1-4 During the late 1970s and 1980s rates rose consistently, with an acceleration of the trend in the early 1990s followed by a brief levelling off in the mid-1990s and then another rising trend in the late 1990s. Over the same period prostate cancer mortality rates have remained relatively static.
The underlined quote is basically what Currer said initially, so it seems that the reference fully supports that assertion. Figure 1.6 supports Currer's assertion that the rise has affected all age groups. So it seems that the reference backs up everything Currer said: Prostate cancer rates have indeed tripled in all age groups in the last thirty years.
So: rates of prostate cancer have roughly trebled from 1975 to 2008, roughly doubled between 1993 and 2001, and the rise in rates flattened off somewhat since 2001.
The graphs in Figures 1.5 and 1.6 are interesting, showing the pattern of the increase since 1975. Noticeable from those graphs:
- the underlying trend of the graph seems to have already been gradually increasing between 1975 and 1981, amongst older men especially.
- the rate seems to increase sharply around 1990.
- in about 1995, the rate in older men seems to decline sharply, while continuing to rise - now more sharply - in younger men.

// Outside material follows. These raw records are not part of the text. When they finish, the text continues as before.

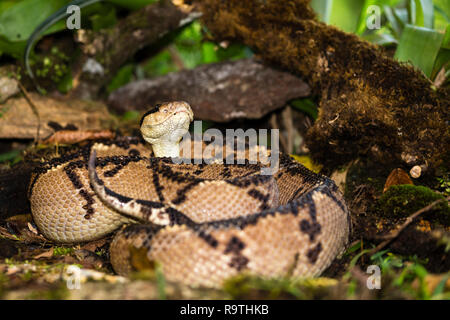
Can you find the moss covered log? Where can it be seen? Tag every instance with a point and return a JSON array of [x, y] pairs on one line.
[[370, 104]]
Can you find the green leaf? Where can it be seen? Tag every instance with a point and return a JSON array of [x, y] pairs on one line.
[[395, 23], [380, 38], [420, 46], [424, 13], [322, 8], [132, 4], [441, 14], [66, 83], [345, 14]]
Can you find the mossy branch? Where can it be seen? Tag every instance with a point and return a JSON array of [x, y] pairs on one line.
[[371, 105]]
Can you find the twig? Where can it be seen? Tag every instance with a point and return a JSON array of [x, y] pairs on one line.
[[286, 116], [389, 238], [274, 124], [33, 108]]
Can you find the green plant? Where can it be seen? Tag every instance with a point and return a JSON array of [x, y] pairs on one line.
[[419, 28]]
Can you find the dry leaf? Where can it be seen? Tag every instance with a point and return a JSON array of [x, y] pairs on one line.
[[71, 136], [396, 177], [46, 254]]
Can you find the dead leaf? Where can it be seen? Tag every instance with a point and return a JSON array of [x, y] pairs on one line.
[[32, 228], [71, 136], [396, 177], [46, 254]]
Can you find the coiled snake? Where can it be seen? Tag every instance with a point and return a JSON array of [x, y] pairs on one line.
[[201, 222]]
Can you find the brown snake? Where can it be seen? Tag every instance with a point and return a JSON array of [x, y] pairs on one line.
[[203, 223]]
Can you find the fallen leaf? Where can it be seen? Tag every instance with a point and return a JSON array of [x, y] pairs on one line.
[[72, 137], [46, 254], [396, 177]]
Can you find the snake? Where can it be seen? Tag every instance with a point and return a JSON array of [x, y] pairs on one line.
[[201, 222]]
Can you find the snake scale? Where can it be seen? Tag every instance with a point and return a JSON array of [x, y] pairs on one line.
[[202, 222]]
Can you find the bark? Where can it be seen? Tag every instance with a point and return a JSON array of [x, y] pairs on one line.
[[218, 92], [371, 105]]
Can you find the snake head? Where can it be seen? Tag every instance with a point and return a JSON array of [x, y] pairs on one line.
[[165, 125]]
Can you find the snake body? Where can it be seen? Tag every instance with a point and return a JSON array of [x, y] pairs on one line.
[[203, 223]]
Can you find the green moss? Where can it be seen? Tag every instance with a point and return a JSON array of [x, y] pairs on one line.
[[252, 287], [404, 200]]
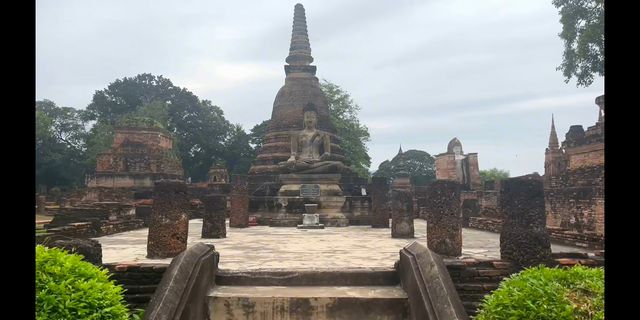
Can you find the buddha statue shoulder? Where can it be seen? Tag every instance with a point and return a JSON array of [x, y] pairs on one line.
[[311, 149]]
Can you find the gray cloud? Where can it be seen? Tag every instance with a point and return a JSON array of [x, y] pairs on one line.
[[422, 71]]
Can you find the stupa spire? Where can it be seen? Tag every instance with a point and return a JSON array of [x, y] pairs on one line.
[[300, 49], [553, 137]]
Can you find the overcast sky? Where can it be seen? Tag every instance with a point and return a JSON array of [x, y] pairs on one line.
[[422, 72]]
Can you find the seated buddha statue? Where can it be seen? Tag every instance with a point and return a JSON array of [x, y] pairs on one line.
[[311, 149]]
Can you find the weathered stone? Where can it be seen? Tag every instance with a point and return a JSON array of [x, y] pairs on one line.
[[185, 284], [524, 239], [425, 278], [456, 166], [401, 214], [215, 211], [470, 208], [574, 178], [169, 223], [444, 218], [41, 202], [140, 155], [89, 248], [239, 215], [380, 200]]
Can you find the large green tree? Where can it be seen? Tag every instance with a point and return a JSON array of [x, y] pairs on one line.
[[198, 127], [583, 36], [419, 164], [493, 174], [353, 135], [60, 146]]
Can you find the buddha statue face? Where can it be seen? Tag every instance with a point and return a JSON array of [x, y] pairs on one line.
[[457, 150], [310, 120]]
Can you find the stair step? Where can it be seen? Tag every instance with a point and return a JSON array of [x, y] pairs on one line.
[[329, 277], [308, 302]]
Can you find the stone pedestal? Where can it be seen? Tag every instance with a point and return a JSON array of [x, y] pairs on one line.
[[321, 189], [239, 215], [524, 239], [401, 214], [310, 221], [213, 221], [444, 218], [380, 202], [169, 221]]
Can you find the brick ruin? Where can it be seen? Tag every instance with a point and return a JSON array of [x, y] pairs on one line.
[[272, 185], [574, 181], [139, 156], [456, 166]]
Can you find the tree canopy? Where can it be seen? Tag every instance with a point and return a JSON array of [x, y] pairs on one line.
[[419, 164], [198, 127], [583, 36], [493, 174], [353, 135]]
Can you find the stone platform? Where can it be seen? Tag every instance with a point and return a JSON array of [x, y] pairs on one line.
[[263, 247]]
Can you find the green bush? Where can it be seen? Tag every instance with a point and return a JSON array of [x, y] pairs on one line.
[[547, 293], [69, 288]]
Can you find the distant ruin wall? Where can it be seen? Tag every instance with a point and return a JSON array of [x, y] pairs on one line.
[[574, 200]]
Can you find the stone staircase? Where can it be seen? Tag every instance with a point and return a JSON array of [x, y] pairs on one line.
[[313, 294]]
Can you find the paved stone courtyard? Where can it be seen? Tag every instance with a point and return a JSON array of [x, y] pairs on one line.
[[263, 247]]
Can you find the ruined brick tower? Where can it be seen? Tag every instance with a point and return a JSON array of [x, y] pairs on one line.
[[554, 162], [454, 165], [300, 89], [574, 178]]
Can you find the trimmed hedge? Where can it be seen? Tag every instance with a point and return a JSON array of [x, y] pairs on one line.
[[68, 287], [547, 293]]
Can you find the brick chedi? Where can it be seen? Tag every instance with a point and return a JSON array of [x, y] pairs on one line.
[[214, 219], [524, 238], [301, 89], [456, 166], [141, 154], [239, 198], [574, 179], [169, 221], [444, 218]]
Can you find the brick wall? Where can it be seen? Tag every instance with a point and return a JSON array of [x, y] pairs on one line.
[[589, 240], [574, 200], [139, 280]]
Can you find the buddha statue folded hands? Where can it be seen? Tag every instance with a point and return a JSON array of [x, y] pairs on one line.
[[311, 150]]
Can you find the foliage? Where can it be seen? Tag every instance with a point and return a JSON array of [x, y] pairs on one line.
[[99, 139], [583, 36], [60, 146], [353, 135], [198, 127], [419, 164], [493, 174], [547, 293], [238, 152], [69, 288], [134, 121]]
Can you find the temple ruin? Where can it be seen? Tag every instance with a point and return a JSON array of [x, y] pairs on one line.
[[574, 182], [301, 161]]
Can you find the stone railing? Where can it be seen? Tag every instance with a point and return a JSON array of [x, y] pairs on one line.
[[426, 280], [181, 294]]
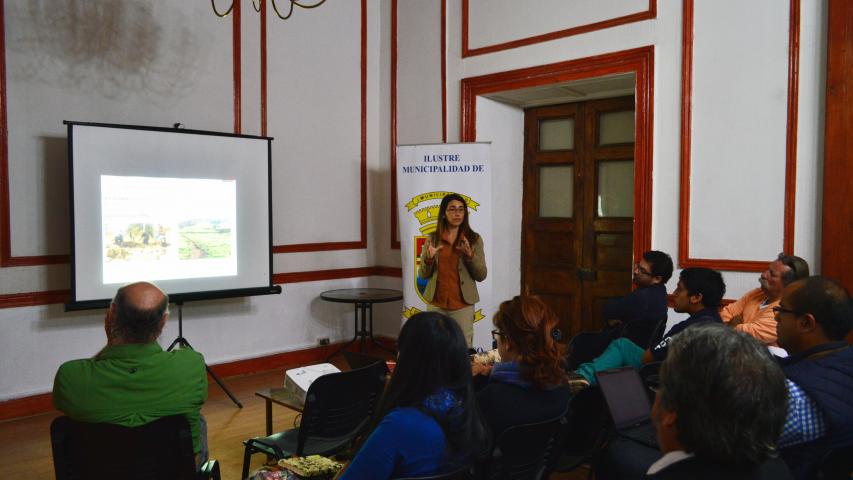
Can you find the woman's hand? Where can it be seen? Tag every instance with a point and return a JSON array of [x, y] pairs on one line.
[[465, 248], [431, 251]]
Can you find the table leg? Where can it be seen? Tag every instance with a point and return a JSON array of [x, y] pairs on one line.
[[363, 332], [269, 416], [371, 334]]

Figure 1.7 illustrates the increased rates of TURP and PSA testing in Scotland. This graph, illustrating the increased rate of testing and discovery of prostate cancer, seems to be the only evidence advanced to support the hypothesis that the increased rate is purely attributable to improved detection. It does appear to fit the graphs of the rise in rates of PC reasonably well, since the rates begin to rise sharply in about 1989 when PSA testing is introduced. It may perhaps also explain the decline in rates amongst older men since 1995, if men in that age bracket benefited from earlier detection a decade earlier. However, I'd like to see a much more detailed analysis of the expected impact of these detection rate effects on the overall rate - which should be easily calculable - before reaching any conclusions from these graphs.
It's perhaps worth pointing out that the case for XMRV being a 'contaminant' is at present largely founded on the evidence of Coffin et al. who claim that XMRV is a novel human retrovirus engineered accidentally in the lab in about 1992, through common laboratory processes, and spread around the world as a widespread contaminant via as-yet unknown vectors.
When the "case against" XMRV states that XMRV is the type of novel human retrovirus that has been created accidentally in the laboratory, using a common laboratory process, and that it has been spread around the world's laboratories through an unknown mechanism, and that this sort of "contamination" and creation of novel human retroviruses is now so common and widespread that it is a well-known problem in virology research, and nothing remarkable, and there is 'no evidence' that the retrovirus is associated with human disease....then this is not exactly reassuring.
Anyway, since XMRV was apparently lab-created some time around 1990, and since the evidence for its association with prostate cancer remains quite strong, laboratory-created retroviruses in general seem to me at least as strong a candidate as improved detection rates to explain the sharp rise in prostate cancer incidence between 1990 and 2001.